Law enforcement officials are urging local churches to heighten its security following Sunday's deadly attack at a church in Sutherland Sprigs, Texas.
"In the back of my mind it can happen anywhere now," said Eric Little, an associate pastor at Lakeland's Greater Bethel Baptist Church.
Little called the massacre, that claimed 26 lives, a scary reminder that even churches are targets for violence.
"It's shocking because I don't know where else we could be, and feel like we're totally secure if we can't be secure at church," said Little.
Polk County deputies recently conducted a security assessment at the church and leaders partnered with the Sheriff's Office for active shooter training.
"We have to take measures to try to keep our congregation safe."
They've installed security cameras in every building, lock the doors during services, and utilize volunteers to patrol the church as a safety team on Sundays.
"Mainly eyes and ears and guys that can be alert to hopefully head off something before it happens," said Little.
Sunday's attack meant reliving the pain and agony of another church shooting for Pastor Bill Boss.
"September 18, 2011. It's a day that I'll never forget," said Boss.
A gunman shot Boss as he knelt for prayer six years ago inside Greater Faith Christian Center Church.

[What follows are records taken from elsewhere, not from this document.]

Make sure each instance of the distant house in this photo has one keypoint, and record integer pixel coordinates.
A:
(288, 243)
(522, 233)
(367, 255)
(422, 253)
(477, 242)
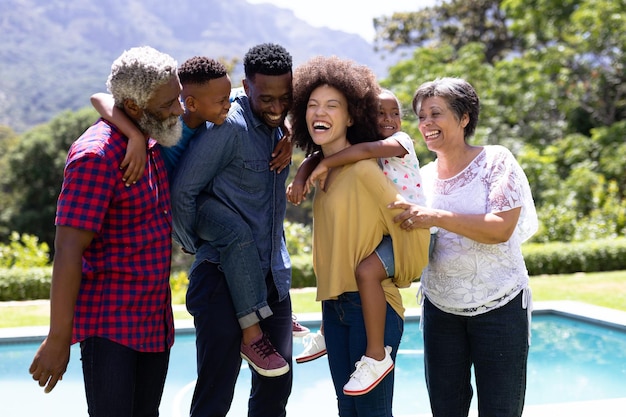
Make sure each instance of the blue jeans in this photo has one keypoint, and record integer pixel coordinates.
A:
(218, 343)
(495, 343)
(120, 381)
(344, 332)
(227, 232)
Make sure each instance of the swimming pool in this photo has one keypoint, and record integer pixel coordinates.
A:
(570, 360)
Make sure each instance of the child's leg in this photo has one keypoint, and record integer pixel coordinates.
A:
(227, 232)
(369, 275)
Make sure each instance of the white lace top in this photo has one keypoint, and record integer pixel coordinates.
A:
(466, 277)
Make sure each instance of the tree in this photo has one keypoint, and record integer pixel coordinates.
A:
(455, 23)
(552, 90)
(35, 173)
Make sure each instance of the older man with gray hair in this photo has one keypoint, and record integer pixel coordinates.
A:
(110, 279)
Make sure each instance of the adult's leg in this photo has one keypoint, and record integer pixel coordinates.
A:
(218, 339)
(151, 373)
(447, 362)
(224, 230)
(499, 341)
(269, 395)
(114, 379)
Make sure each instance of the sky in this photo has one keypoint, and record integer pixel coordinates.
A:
(353, 16)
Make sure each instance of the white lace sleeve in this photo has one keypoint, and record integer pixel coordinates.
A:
(509, 189)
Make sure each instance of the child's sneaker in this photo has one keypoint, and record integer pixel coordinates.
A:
(298, 329)
(369, 372)
(262, 356)
(314, 347)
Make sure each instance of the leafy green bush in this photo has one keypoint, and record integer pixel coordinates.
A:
(566, 258)
(24, 251)
(20, 283)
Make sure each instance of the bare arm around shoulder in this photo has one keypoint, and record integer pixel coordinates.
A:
(52, 357)
(134, 161)
(489, 228)
(385, 148)
(299, 187)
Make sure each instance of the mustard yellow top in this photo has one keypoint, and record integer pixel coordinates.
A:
(350, 219)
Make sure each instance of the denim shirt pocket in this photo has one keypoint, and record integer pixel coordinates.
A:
(253, 178)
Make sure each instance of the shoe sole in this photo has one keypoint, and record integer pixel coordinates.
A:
(267, 372)
(371, 387)
(309, 358)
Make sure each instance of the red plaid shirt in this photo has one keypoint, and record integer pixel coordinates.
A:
(124, 293)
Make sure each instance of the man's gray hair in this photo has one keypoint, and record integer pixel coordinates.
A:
(138, 73)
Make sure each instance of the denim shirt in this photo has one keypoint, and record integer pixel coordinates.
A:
(230, 163)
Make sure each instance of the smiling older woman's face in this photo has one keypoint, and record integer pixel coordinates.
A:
(439, 125)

"The gunman came in and I got shot at point blank range in my head," said Boss.
Sheriff Grady Judd is once again recommending citizens to legally arm themselves.
"We are committed to keeping all of Polk County's citizens safe," the Sheriff said in a statement on Facebook. "We have subject matters experts who provide training to local businesses on how they can "run, hide, fight" in response to an active shooter, and how to make their businesses a hard target for an active shooter."